If a child is prone to melting down when he’s asked to stop playing a video game, scaffolding might be practicing transitioning away from the game. “You’d want to practice with a game in which he’s not overly invested — you don’t want to begin with high-stakes,”
Dr. Rouse explains. “Have him practice playing for two or three minutes and then handing you the game. He gets points towards something he wants every time he does it.”
Practice runs
Dry runs are another way to scaffold self-regulation. For instance, if you’ve had trouble with a child reacting impulsively or having a tantrum in a store, make a short visit when you don’t need to do serious shopping. Have her practice walking with you, keeping her hands to herself. She gets points towards some goal every time she is successful.
Dr. Rouse says that often parents get discouraged when things don’t go well the first time they try skill-building, but consistency and starting at a level that is appropriate for your child are key. Rather than giving up, try paring down the activity so it is more doable, and slowly give your child more and more independence to handle it.
For instance, if brushing her teeth is a problem for your child, you might start by focusing just on putting toothpaste on the brush, and respond with positive feedback and rewards when she does it. Once she’s practiced that a few times, add the next step in the chain.
Similarly, if getting out the door in the morning is causing meltdowns, target one step at a time. First, say, getting dressed by 7:15. Once she’s mastered that, set a target time for breakfast, and add that. Breaking the chain into small steps allows her to build self-regulation skills in manageable increments.
Bezsylko stresses that when parents or teachers approach impulsive, inappropriate behavior calmly and give them time, kids can learn to choose better ways to respond to that situation. The feedback kids need is non-judgmental and non-emotional: what went wrong, and why, and how they can fix it next time.
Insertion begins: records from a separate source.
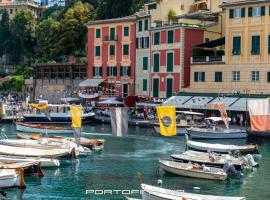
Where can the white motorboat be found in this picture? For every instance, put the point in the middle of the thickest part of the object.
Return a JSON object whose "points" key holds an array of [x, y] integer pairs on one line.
{"points": [[192, 170], [220, 148], [156, 193]]}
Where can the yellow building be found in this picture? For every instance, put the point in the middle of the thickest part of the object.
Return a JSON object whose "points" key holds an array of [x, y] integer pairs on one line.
{"points": [[245, 68], [14, 6]]}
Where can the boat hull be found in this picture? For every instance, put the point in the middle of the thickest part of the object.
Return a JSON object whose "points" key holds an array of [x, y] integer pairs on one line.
{"points": [[202, 134], [191, 173]]}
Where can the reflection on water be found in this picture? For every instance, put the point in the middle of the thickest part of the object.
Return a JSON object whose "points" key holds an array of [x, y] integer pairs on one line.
{"points": [[122, 158]]}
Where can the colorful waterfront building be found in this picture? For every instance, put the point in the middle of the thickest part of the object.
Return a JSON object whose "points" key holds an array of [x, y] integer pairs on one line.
{"points": [[111, 54], [171, 49], [143, 53], [245, 67]]}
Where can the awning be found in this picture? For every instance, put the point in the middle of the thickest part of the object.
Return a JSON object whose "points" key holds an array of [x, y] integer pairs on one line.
{"points": [[91, 82], [213, 43]]}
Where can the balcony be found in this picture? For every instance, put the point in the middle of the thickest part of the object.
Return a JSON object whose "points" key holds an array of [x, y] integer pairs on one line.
{"points": [[110, 38], [207, 60]]}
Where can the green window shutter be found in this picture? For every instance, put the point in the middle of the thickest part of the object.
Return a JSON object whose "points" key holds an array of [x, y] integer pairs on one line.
{"points": [[97, 33], [97, 50], [243, 12], [100, 71], [146, 25], [112, 50], [126, 31], [249, 12], [156, 62], [140, 25], [231, 13], [145, 63], [144, 84], [170, 37], [169, 62], [112, 34], [126, 49], [263, 11], [156, 38]]}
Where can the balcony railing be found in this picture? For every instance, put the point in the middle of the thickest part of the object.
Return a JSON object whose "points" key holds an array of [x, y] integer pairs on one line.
{"points": [[207, 59]]}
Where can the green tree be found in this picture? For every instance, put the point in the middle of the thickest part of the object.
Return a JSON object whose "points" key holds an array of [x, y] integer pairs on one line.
{"points": [[72, 33], [46, 34]]}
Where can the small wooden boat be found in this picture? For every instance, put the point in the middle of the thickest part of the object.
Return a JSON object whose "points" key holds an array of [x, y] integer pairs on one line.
{"points": [[34, 152], [215, 160], [29, 168], [45, 162], [220, 148], [10, 178], [92, 144], [192, 170], [39, 128], [156, 193]]}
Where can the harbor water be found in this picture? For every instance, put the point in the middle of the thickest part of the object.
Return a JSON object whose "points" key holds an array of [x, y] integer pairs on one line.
{"points": [[116, 167]]}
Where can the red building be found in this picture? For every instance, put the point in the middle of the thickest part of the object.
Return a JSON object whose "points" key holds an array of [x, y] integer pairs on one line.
{"points": [[111, 54], [171, 49]]}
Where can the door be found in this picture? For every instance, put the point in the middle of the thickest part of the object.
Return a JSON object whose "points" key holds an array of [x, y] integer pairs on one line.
{"points": [[125, 90], [169, 87], [155, 87]]}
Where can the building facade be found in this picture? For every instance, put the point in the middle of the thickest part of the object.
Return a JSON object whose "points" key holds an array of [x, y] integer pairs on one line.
{"points": [[171, 50], [245, 68], [111, 54], [143, 53]]}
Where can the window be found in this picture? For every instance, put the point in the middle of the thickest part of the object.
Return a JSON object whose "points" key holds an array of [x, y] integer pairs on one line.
{"points": [[199, 76], [255, 49], [97, 71], [125, 49], [144, 84], [126, 31], [112, 34], [236, 45], [140, 26], [112, 50], [145, 63], [218, 76], [156, 62], [97, 51], [156, 38], [236, 76], [170, 62], [255, 75], [146, 25], [170, 37], [111, 71], [125, 71], [98, 33], [256, 11]]}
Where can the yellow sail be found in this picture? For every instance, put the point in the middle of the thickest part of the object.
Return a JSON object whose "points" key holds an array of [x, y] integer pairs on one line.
{"points": [[167, 120], [76, 115]]}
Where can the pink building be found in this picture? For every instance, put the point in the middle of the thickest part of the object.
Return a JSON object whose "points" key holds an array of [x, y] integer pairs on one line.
{"points": [[111, 54], [171, 49]]}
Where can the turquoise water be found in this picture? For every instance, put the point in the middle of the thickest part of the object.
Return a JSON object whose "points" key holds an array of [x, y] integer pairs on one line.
{"points": [[115, 169]]}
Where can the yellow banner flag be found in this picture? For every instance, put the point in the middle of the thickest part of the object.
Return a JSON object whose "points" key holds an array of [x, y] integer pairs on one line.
{"points": [[76, 115], [167, 120]]}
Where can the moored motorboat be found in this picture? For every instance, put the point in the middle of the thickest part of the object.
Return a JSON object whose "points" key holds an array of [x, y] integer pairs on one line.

“When kids are part of an environment that’s reflective and analytic as opposed to emotional and fast-paced,” Bezsylko explains, “they can learn to make better choices.” Slowing down allows children to become more thoughtful, reflective and self-aware. “We need to slow down and model self-reflection and self-awareness and self-regulation for our kids,” he notes, “but it’s also helpful and good for us, too.”
Bezsylko notes that mindfulness and meditation are good for everyone, but especially for children with self-regulation challenges. And Dr. Rouse mentions the many parent training programsavailable to help them become better coaches for their kids. For older kids, dialectical behavior therapy (DBT) is also an option, as it focuses on distress tolerance and emotion regulation.
At the end of the day, though, nothing can replace the work of the parent. “It seems to me,” says Dr. Rouse, “that the family environment is the most important piece.”